Un baile en una fiesta de las de antes para los con techo.
Un baile en una fiesta de las de antes para los con techo.

Fue mi tío Juan el que llegó a mí. Yo estaba dejado caer sobre la ruinosa fachada de la bodega. 1854. Esa mañana la entregué a la búsqueda del sol porque otoño ya sabía de lluvias. Mi tío, con su inseparable varita blanca, se dirigía a su casa con paso firme. Tito le hablé para que me reconociera en sus oscuridades. De no haberlo hecho hubieran pasado de largo él y sus historias. Santiago respondió sin dudar, al tiempo que se acercaba a mi voz. 

Tito, estás igual me sinceré. Sano. Robusto. Esta es la palabra que mejor le define. Grande y robusto como los árboles centenariosQué de tiempo dijo. Cómo está tu madre fue lo primero pero no me dejó responder. Sería la tristeza o la melancolía. Primas cercanas. 

Qué años más buenos he pasado con tus padres. Y me habló de la calle Argüelles. De los dos cuartos en aquella casa que lindaba con las vías del tren pero por dentro. Porque por fuera de aquel muro de hierro y grava se encontraban los andarríos y los campos. Subíamos a la azotea y se veían las candelas que hacían. 

1962. Son dos cuartos de Argüelles para seis espíritus. Mi tía Rafaela, la primera en abandonar el campo, era la que pagaba el alquiler de aquel pedazo de cielo en la tierra. Si crees en Dios, San Pedro El de las Llaves es mi tía Rafaela. Tiene unos ojos dulces pero muy vivos. Tanto que en ellos cabían seis vidas y las que ahora se eche a su cargo. 
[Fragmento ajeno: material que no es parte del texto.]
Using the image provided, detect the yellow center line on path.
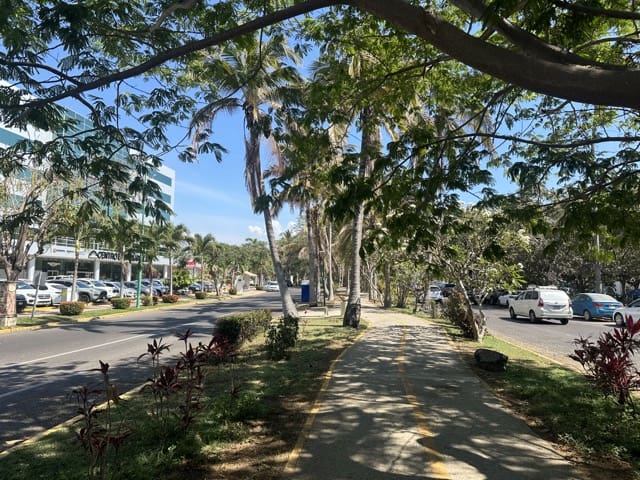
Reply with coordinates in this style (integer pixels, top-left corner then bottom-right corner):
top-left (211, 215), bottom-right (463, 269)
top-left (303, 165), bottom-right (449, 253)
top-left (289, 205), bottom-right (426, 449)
top-left (396, 326), bottom-right (451, 480)
top-left (284, 330), bottom-right (366, 474)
Mira Santiago, siempre lo diré, fueron los años más felices de mi vida. Mi tío Juan no se esconde tras unas gafas negras. Deja ver sus ojos claros y unas pupilas que no se rinden ni se rendirán. Su voz, en cambio, temblaba emocionada. Nos poníamos a bailar y como el techo estaba tan delicao, los techos de antes, nos poníamos pegaos a la pared pá que no se hundiera. Recuerdo que me hablaron de un suelo gris salpicado por azulejos pálidos. Y tu tía Tere cantaba lo que no había en los escritos. Bien no, lo siguiente. Luego, tu pare y el que encartara. Y eso era en las fiestas y cuando no había fiestas. Eso era cuando se podía. La calle Circo, a eso de las dos de la tarde, siempre está atestada de coches en doble fila. Mi tío y yo, aquella mañana, éramos dos náufragos compartiendo la isla más pequeña del mundo. Dos lozas amarillas en medio de un mar de vehículos flotando y miradas tintadas. 

Menos mal que un abogao, uno de las familiares de la casa donde servía tu tía, porque para ser bueno tampoco hay que ser pobre, puso parte del material pá un techo nuevo. De las primeras obras que hizo mi padre como albañil. Sobrino, eso ya era otra cosa. Los ojos de mi tío son dos planetas Tierra visto desde la luna. Qué pechá de reí, Santiago. Aunque lo más curioso de tó es que hasta con el techo arreglao seguíamos bailando al filo de la paré. La costumbre, sobrino. La costumbre.